Everything that had been preached during the Thatcher era about a 'value for money' society in which everything had to earn its keep turned against the monarchy. High expectations instilled by the optimism of the previous ten years were suddenly dashed aside. People living outside London, which suffered from what Morton called 'the metropolitan mindset', were adamant that it was time for Her Majesty to join the real world and pay taxes like everyone else.

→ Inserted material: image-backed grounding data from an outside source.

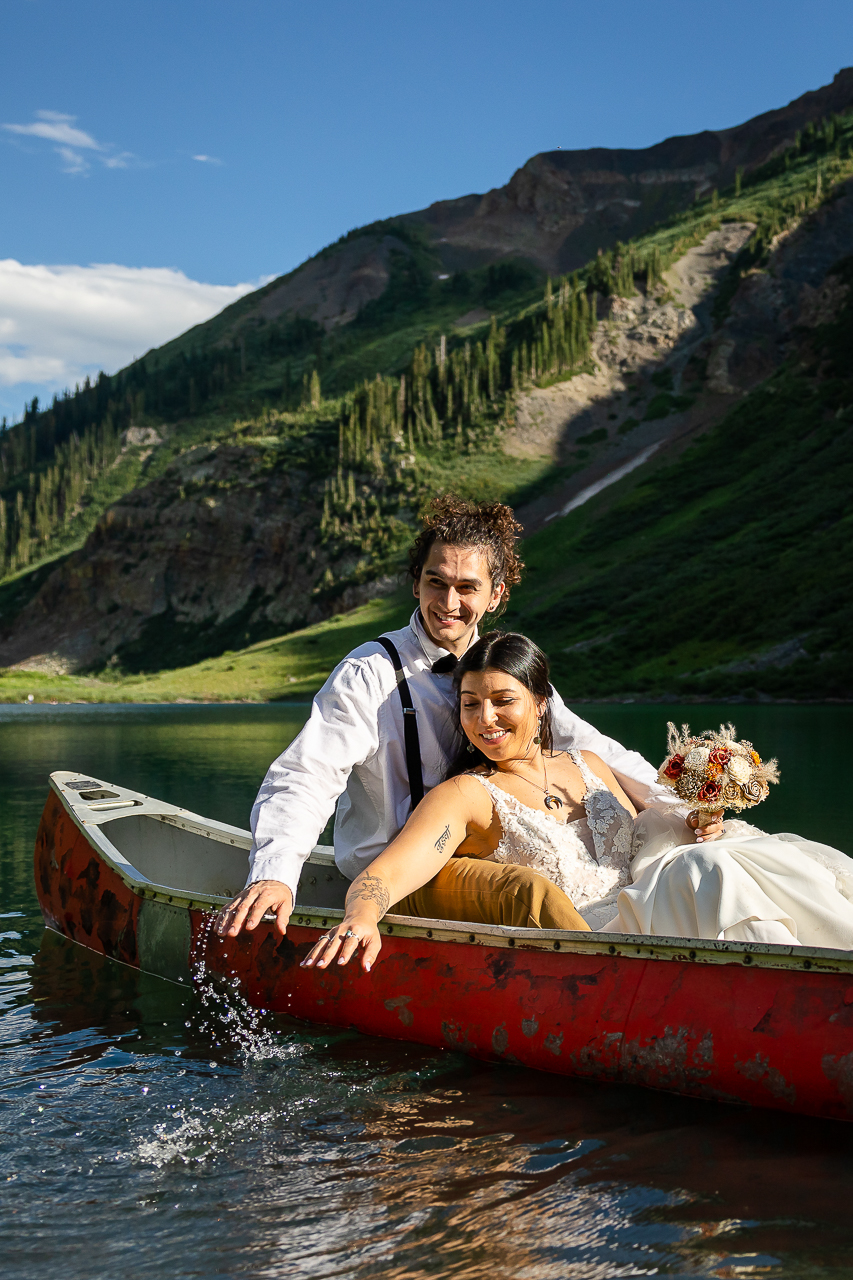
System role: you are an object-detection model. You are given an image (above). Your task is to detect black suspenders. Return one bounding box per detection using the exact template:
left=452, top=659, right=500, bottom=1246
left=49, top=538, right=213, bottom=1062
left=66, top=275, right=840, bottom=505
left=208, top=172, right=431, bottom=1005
left=377, top=636, right=424, bottom=809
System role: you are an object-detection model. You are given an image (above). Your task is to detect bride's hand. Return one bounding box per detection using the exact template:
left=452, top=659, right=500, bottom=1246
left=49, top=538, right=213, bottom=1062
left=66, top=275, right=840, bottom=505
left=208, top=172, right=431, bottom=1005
left=301, top=914, right=382, bottom=973
left=686, top=809, right=724, bottom=845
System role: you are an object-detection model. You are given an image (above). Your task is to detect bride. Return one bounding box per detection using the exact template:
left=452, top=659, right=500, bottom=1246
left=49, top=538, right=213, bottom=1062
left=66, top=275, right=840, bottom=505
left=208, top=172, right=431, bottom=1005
left=304, top=631, right=853, bottom=970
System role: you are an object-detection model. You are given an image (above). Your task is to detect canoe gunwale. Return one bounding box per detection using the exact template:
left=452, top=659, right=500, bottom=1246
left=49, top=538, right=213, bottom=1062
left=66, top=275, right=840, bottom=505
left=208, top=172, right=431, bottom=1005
left=44, top=771, right=853, bottom=974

At Buckingham Palace, there was also the added complication of the Family. 'The Queen had known since the beginning of 1992 that the Charles and Diana story was going to break,' said the Palace insider. 'She decided then to pay tax and chop the Civil List without further ado. It was intended as a tactical move to defuse the situation.' The Queen did not believe that the crisis in the marriage was so great that the couple would officially separate as a possible prelude to divorce. An unofficial, unannounced 'separate lives' agreement, her advisers believed, would be sufficient to paper over the cracks. 'The one thing she wasn't prepared for was the problem in the Yorks' marriage,' said the Palace source. 'Andrew came as a complete shock — it came from nowhere.' Instead of having to deal with the ramifications of one failed marriage, she had been faced with what the Conservatives like to call 'a double whammy'.

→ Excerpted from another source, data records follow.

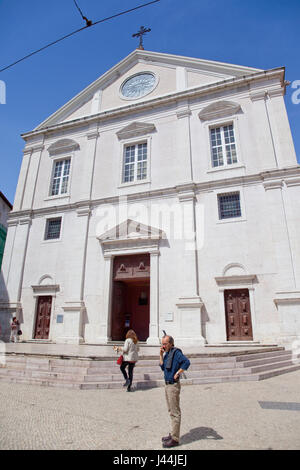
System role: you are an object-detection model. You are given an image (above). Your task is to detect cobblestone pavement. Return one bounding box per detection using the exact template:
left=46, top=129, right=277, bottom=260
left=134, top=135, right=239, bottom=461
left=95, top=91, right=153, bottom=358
left=0, top=371, right=300, bottom=451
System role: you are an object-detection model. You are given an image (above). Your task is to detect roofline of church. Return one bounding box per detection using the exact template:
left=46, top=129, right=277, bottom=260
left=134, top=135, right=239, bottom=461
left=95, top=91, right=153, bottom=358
left=34, top=48, right=263, bottom=130
left=21, top=67, right=286, bottom=141
left=29, top=49, right=276, bottom=134
left=0, top=191, right=13, bottom=209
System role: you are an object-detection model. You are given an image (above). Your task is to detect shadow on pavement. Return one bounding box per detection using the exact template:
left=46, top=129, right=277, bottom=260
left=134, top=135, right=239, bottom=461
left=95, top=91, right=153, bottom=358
left=180, top=427, right=223, bottom=444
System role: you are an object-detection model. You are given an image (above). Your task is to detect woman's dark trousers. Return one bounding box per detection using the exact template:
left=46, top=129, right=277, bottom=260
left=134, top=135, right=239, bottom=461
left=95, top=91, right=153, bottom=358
left=120, top=361, right=135, bottom=388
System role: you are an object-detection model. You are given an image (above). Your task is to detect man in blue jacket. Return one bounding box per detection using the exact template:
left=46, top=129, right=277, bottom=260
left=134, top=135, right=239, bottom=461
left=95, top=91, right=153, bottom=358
left=159, top=335, right=190, bottom=447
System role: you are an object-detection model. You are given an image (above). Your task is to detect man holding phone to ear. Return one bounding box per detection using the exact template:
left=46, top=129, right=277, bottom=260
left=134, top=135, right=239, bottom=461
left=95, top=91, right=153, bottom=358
left=159, top=335, right=190, bottom=447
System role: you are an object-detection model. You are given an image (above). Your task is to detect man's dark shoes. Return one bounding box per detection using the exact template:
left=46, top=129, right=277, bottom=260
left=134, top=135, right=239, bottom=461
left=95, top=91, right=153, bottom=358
left=163, top=437, right=179, bottom=447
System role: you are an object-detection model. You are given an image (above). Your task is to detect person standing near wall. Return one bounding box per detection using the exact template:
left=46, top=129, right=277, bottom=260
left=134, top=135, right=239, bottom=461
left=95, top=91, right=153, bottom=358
left=159, top=335, right=190, bottom=447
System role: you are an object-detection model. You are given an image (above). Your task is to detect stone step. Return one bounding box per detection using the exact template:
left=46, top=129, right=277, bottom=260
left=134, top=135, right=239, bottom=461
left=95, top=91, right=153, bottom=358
left=235, top=349, right=291, bottom=362
left=0, top=363, right=300, bottom=390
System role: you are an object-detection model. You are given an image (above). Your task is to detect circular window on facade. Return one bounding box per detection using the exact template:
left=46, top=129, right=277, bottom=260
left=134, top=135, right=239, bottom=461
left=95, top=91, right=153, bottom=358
left=121, top=72, right=157, bottom=100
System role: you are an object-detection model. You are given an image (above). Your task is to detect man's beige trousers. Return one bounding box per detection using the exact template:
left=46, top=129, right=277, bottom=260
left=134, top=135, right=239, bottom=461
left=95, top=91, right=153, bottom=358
left=165, top=382, right=181, bottom=441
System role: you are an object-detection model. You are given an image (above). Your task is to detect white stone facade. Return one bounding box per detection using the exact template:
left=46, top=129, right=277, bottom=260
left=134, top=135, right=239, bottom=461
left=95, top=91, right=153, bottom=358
left=0, top=50, right=300, bottom=345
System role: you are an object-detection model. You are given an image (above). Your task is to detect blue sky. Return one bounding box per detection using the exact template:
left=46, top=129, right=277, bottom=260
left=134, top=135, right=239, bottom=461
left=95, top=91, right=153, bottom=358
left=0, top=0, right=300, bottom=202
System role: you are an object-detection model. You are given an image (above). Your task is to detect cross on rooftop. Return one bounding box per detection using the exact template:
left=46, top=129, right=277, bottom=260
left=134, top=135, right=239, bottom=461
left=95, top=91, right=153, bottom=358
left=132, top=26, right=151, bottom=50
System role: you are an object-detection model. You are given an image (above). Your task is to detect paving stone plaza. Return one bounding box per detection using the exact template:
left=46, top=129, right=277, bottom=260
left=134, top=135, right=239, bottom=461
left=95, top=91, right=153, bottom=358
left=0, top=345, right=300, bottom=452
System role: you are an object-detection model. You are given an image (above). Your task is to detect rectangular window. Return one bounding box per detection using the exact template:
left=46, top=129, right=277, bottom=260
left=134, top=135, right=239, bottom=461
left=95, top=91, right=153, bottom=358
left=210, top=124, right=237, bottom=167
left=45, top=217, right=61, bottom=240
left=122, top=142, right=147, bottom=183
left=50, top=158, right=71, bottom=196
left=218, top=192, right=242, bottom=220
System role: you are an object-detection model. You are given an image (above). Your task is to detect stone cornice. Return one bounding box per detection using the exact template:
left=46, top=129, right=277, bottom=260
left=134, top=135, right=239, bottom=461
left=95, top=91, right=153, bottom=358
left=8, top=165, right=300, bottom=220
left=21, top=67, right=284, bottom=140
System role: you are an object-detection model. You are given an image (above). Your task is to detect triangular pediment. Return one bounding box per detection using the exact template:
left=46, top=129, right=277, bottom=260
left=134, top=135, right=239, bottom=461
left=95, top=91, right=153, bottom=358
left=117, top=122, right=156, bottom=140
left=35, top=49, right=261, bottom=130
left=98, top=219, right=165, bottom=243
left=199, top=101, right=241, bottom=121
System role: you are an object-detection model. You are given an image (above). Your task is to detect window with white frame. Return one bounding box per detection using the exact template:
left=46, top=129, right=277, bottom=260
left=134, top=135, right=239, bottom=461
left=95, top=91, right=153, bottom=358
left=50, top=158, right=71, bottom=196
left=210, top=124, right=237, bottom=167
left=218, top=191, right=242, bottom=220
left=122, top=142, right=148, bottom=183
left=45, top=217, right=61, bottom=240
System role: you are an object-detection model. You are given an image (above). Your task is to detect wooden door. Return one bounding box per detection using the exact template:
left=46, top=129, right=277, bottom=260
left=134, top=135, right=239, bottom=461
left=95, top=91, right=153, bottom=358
left=127, top=284, right=150, bottom=341
left=224, top=289, right=253, bottom=341
left=34, top=295, right=52, bottom=339
left=111, top=281, right=126, bottom=341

Her feelings towards Diana were summed up in a remark she made to a friend: 'Life is more difficult now that we've got this tiresome girl.' Ironically, she had always got along with Sarah in a quaint sort of way. She firmly believed that once Steve Wyatt had been chilled out of her life, she would start to mend her ways. She couldn't accept that the Duchess would walk away from the wealth and privilege of her position. When the St Tropez pictures surfaced, Her Majesty insisted on some extremely tough terms for the financial side of the separation. Fergie, who had behaved like a pools winner ever since joining the Royal Family, got only £600,000 - with strings attached. If she and Andrew divorced and she remarried, she would have to repay half that amount.

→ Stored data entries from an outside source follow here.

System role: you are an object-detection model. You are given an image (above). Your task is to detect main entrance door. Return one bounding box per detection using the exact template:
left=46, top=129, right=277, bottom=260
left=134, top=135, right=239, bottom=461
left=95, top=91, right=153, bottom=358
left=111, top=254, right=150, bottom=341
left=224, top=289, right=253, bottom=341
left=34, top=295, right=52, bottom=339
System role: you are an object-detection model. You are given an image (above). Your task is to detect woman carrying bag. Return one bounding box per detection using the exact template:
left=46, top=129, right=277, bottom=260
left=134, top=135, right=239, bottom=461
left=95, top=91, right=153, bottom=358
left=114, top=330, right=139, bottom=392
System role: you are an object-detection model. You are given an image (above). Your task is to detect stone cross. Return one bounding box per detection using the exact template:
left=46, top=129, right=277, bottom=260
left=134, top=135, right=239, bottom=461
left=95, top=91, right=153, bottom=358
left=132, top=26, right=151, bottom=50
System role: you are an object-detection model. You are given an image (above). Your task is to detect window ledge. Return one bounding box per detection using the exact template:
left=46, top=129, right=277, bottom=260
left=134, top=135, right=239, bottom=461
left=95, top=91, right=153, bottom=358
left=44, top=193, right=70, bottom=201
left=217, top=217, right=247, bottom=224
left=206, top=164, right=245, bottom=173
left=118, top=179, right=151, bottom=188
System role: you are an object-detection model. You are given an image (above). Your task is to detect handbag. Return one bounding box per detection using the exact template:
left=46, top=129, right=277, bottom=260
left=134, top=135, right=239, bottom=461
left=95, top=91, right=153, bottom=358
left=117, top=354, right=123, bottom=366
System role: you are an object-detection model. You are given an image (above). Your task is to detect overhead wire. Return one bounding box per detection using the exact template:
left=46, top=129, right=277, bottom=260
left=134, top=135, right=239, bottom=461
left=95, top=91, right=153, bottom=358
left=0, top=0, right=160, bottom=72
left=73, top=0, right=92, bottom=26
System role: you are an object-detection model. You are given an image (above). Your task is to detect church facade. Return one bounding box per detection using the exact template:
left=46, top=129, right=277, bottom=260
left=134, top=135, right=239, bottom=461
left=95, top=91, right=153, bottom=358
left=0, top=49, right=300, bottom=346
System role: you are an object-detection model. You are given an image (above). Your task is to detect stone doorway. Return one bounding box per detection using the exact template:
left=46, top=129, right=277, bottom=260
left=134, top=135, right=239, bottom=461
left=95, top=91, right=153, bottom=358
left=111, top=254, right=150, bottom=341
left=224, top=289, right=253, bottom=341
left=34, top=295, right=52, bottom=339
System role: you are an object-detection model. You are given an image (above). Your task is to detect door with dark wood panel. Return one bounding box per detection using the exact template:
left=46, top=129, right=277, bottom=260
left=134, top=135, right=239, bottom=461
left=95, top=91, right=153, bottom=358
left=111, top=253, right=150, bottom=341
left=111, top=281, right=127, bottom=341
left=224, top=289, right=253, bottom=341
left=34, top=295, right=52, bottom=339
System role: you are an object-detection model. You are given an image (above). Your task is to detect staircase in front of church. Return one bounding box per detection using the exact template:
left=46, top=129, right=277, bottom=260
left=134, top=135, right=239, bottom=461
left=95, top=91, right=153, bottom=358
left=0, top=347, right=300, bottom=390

In September 1992, in the middle of those prolonged and often fraught negotiations, Her Majesty revealed her tax strategy to John Major during his visit to Balmoral. In view of the family difficulties, it was agreed that an announcement should be delayed, but Major nevertheless leaked her intention to cut £1.4 million from the Civil List. 'This made it seem as though it was his idea,' said a Labour opponent. 'John Major will emerge as the unsung hero of 1992,' countered Morton. 'Unlike Mrs Thatcher, he has a very cordial relationship with the Queen and, unlike Mrs Thatcher again, he was able to suggest certain things, or to implement certain ideas from the Queen's side which have helped to bring the monarchy forward a little. But, unfortunately, she was negotiating from a defensive position as opposed to a position of authority. If the Queen had agreed to pay tax five years ago, she would have been praised to the heavens.'

A large part of the problem was that nobody, including the Queen, knew the full extent of her wealth. It had been calculated variously at £50 million, £250 million, £2.5 billion and £7.5 billion. Even the lowest figure made her one of the mega-rich. Parsimonious by nature, she held back until fate itself intervened. On Black Wednesday, 16 September, the economy faced its gravest crisis in living memory. Interest rates blipped up and down on the economic cardiograph, rising and falling four times in a single day. The Bank of England poured £10 billion from the national reserves into the money markets in a vain attempt to stem a concerted run on the pound. Finally, the Chancellor, Norman Lamont, pulled Britain out of the exchange rate mechanism, effectively devaluing sterling by twenty per cent. It was a chaotic piece of mismanagement typical of the Chancellor's unreliable grip on the economy. Britain had become the sick man of Europe. Compared with the billions made by speculators who gambled against the pound, the Queen's pledge of a £1.4 million saving seemed trifling. She would have to think again.